Steelers Must Do More Than Find A Returner To Improve Kickoffs

For the last few seasons, the Pittsburgh Steelers have had a fairly unsettled situation at the position of kick returner. The last time the team has had any meaningfully consistent success at the position was when they actually kept a designated spot on the roster for a player whose sole job it was to return kicks.

Since then, we have been subjected to the likes of a greatly slowed Felix Jones and a bumbling LeGarrette Blount, whose return averages were, quite frankly, below average. The Steelers had hoped to have found an answer with pure speed in Dri Archer, but his struggles to adjust to the professional level during his rookie season have been well documented.

Archer was given a handful of games to take hold of the return job, in between which was an ankle injury, but the only time he managed to reach the 20-yard line, it was called back because of a penalty on the return team. In all, he averaged less than 18 yards per return.

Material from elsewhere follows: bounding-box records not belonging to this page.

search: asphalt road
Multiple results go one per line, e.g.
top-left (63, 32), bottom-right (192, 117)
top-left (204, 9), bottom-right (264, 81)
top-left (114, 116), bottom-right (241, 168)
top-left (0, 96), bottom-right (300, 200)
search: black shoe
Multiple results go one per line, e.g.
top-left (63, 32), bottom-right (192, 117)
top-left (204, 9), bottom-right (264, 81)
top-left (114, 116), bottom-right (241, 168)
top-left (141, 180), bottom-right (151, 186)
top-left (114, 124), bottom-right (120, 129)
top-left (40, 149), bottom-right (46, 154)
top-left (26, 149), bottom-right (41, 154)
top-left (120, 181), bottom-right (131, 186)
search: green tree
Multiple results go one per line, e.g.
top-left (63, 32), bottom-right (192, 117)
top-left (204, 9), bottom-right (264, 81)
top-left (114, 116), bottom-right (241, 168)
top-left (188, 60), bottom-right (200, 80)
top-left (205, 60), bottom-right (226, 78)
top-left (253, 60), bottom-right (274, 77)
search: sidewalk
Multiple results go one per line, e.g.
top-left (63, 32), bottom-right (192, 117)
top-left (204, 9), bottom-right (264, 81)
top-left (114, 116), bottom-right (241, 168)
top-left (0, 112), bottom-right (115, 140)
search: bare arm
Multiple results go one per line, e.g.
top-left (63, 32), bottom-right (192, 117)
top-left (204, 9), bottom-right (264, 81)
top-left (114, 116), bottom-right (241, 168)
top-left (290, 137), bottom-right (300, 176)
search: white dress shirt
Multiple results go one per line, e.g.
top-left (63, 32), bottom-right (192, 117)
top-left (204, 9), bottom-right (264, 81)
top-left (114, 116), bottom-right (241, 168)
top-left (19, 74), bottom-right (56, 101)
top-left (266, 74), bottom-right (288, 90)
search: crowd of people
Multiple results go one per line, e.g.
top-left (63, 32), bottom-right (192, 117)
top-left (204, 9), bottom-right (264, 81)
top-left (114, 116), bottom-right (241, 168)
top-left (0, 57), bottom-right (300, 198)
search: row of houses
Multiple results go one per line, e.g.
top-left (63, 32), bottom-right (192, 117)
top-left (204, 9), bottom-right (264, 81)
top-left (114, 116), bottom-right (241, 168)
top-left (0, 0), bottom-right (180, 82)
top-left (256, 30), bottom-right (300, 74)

From the sounds of it, Archer will get another opportunity to take the kick return job, as will others, no doubt, including Markus Wheaton, who finished the season as the Steelers’ primary return man and showed a modest improvement, though was still little more than average in terms of his impact.

There is very likely, however, a broader reason for the Steelers’ returners’ lack of success last season, whether it was Archer, Blount, or Wheaton, and it will be the problem of whoever is returning the ball in 2015 if something doesn’t change.

Quite simply, too often the Steelers return unit performed too poorly too often in order to maintain any type of consistent success, whether it was a schematic failure or losing an individual matchup in a one-on-one situation.

While it’s a great asset to have a legitimately skilled returner—which is why the Steeler still allow All-Pro starting wide receiver Antonio Brown to field punts—it’s more than likely that the team would see a greater boost to its kick return unit with improved blocking than simply switching out the player returning the ball.

I wrote above that on only one occasion did Archer even reach the 20-yard line, and that that return was called back due to a penalty. The fact that he couldn’t get to the 20-yard line at least a couple of times without being touched is an indictment of those blocking in front of him.

I believe that overall improvement of the unit will be most critical if the Steelers do intend to use Archer as the primary return man on kickoffs when you take into consider not just his speed, but also his size.

While he may be a bit stronger than his frame suggests, he still struggles to run through contact. In order to maximize his abilities—namely, his elite speed—the Steelers must be able to get him into open territory, or else his efforts will have been wasted. It’s up to Danny Smith to get this unit turned around.